Explain why (a) points can be inside of the PPF? (b) points can be outside the PPF?

(a) This can be if resoures are not used to the their optimal level. For example labour is a resource and if unemployment is there then what happens is that the resources are not being used to maximum potential so the economy is working at a point below the optimal level which is depicted on the curve.

(b) This is not possible. It is not possible for an economy to operate at a level outside of the curve because the curve show the maximum points so outside it would be impossible. However, if resources are increased then the curve shifts.

Why does the frontier (a) shift right? (b) shift left?

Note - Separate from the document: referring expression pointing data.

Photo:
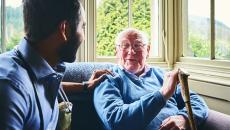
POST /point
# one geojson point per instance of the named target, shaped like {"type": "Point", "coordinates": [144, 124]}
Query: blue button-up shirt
{"type": "Point", "coordinates": [19, 108]}
{"type": "Point", "coordinates": [129, 102]}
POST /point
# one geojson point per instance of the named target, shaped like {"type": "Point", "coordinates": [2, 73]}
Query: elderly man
{"type": "Point", "coordinates": [30, 75]}
{"type": "Point", "coordinates": [138, 97]}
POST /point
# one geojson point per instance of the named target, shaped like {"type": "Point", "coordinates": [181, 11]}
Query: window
{"type": "Point", "coordinates": [207, 29]}
{"type": "Point", "coordinates": [112, 16]}
{"type": "Point", "coordinates": [11, 24]}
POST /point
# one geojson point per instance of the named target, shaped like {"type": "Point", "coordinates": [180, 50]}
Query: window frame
{"type": "Point", "coordinates": [87, 52]}
{"type": "Point", "coordinates": [3, 31]}
{"type": "Point", "coordinates": [202, 69]}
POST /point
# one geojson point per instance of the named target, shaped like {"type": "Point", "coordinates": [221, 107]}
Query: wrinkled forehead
{"type": "Point", "coordinates": [131, 36]}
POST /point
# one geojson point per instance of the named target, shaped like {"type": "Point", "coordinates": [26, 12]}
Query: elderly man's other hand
{"type": "Point", "coordinates": [97, 77]}
{"type": "Point", "coordinates": [177, 122]}
{"type": "Point", "coordinates": [169, 85]}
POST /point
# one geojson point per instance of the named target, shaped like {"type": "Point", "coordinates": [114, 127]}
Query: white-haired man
{"type": "Point", "coordinates": [138, 97]}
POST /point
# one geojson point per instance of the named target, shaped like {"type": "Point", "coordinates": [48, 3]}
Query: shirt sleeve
{"type": "Point", "coordinates": [13, 106]}
{"type": "Point", "coordinates": [199, 107]}
{"type": "Point", "coordinates": [115, 114]}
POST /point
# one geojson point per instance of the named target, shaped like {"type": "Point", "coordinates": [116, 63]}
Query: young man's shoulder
{"type": "Point", "coordinates": [11, 69]}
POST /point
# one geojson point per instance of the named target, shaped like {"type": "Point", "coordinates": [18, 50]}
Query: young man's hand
{"type": "Point", "coordinates": [177, 122]}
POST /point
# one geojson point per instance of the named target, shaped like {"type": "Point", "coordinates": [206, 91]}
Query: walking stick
{"type": "Point", "coordinates": [183, 78]}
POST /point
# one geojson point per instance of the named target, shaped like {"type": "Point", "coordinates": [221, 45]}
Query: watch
{"type": "Point", "coordinates": [85, 86]}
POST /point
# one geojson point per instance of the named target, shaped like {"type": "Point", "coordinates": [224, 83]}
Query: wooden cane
{"type": "Point", "coordinates": [183, 78]}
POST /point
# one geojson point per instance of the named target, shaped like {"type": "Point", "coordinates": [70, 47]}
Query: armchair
{"type": "Point", "coordinates": [84, 116]}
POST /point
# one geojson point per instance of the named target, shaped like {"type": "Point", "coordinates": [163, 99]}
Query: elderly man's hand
{"type": "Point", "coordinates": [97, 77]}
{"type": "Point", "coordinates": [169, 85]}
{"type": "Point", "coordinates": [177, 122]}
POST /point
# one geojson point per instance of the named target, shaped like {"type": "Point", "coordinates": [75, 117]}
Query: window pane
{"type": "Point", "coordinates": [222, 26]}
{"type": "Point", "coordinates": [198, 29]}
{"type": "Point", "coordinates": [142, 19]}
{"type": "Point", "coordinates": [112, 17]}
{"type": "Point", "coordinates": [1, 28]}
{"type": "Point", "coordinates": [14, 23]}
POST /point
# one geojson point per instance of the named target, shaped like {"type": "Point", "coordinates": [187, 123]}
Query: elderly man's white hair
{"type": "Point", "coordinates": [130, 31]}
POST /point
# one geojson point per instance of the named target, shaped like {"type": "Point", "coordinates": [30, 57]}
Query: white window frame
{"type": "Point", "coordinates": [207, 70]}
{"type": "Point", "coordinates": [87, 51]}
{"type": "Point", "coordinates": [2, 44]}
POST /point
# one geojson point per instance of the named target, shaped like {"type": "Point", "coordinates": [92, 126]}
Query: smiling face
{"type": "Point", "coordinates": [132, 50]}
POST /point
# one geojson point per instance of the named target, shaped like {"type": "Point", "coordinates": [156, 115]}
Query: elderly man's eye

(a) The frontier as we mentioned before can shift to the right if resources are increased. If resources are increased then there will be a new maximum level as more can be produced therefore the curve shifts right.
(b) The frontier can shif tothe left hand side. If resources can be increased then they can also be decresed too. For example, if a natural disaster takes place then the amount of resources will decreases and this means that optimal levels will decrease too so the curve is shifted inward.

 

How does resources such as; (a) land (b) labour (c) capital (d) technology increase in order to shift the frontier outward?
 

 

(a) Land can be increased in many ways e.g. if brownfield sites are generified, if other countries are invaded or new land like mountains are formed.

 

(b) Labour can be increased in several ways too e.g. if immigration increases, training/education increases or in the long-term a baby-boom will cause labour increase.

 

(c) Capital can increase too. Capital goods are things like machinery which in the long term help increase productivity. So investment in new capital, technological advances and automation will lead to this. It is important to recognise that consumer goods will provide short-term wealth to the economy but capital goods will bring long-term wealth.

 

(d) Technologicl advancement are similar. However, these include factors like if medical equipment is advanced than it will increase labour as people will be more healthy or if a new type of fast transport is invented then it will enable people to get to work faster – increasing output.

 

Explain how a PPF would be used in the real world?
 
In the real world PPFs are used with axes being ‘consumer goods’ and ‘capital goods’ as an economy can only make these two types of goods (this is a simplistic view). Analyst would see that if we should or shouldn’t, and if we should then by how much we should invest in capital goods as this will in the long-term increase the output of the country. If for example an economy has just incurred a natural disaster then they would have focus more on consumer goods as demand for them would be higher and they need short-term goods like blankets not long-term capital.
 
Does the PPF have any disadvantages?
 
The PPF being an economic model is based on assumption and ceteris paribus. There are three assumptions being made with a PPF and these are:
1. We assume that in an economy there is only two types of goods.
2. That the units measuring one axis are the same units on the other axis. For example if our axis had food and clothes then we are assuming that both are measured in tonnes.
3. We have to also assume that it is over a fixed time period such as a year.
Also, I mentioned above it is based on ceteris paribus, which is all things being kept at a constant. For example if we look at our clothes and food PPF again we will have to take in account that subsidies, taxes etc. are all kept the same so the PPF does not affect it.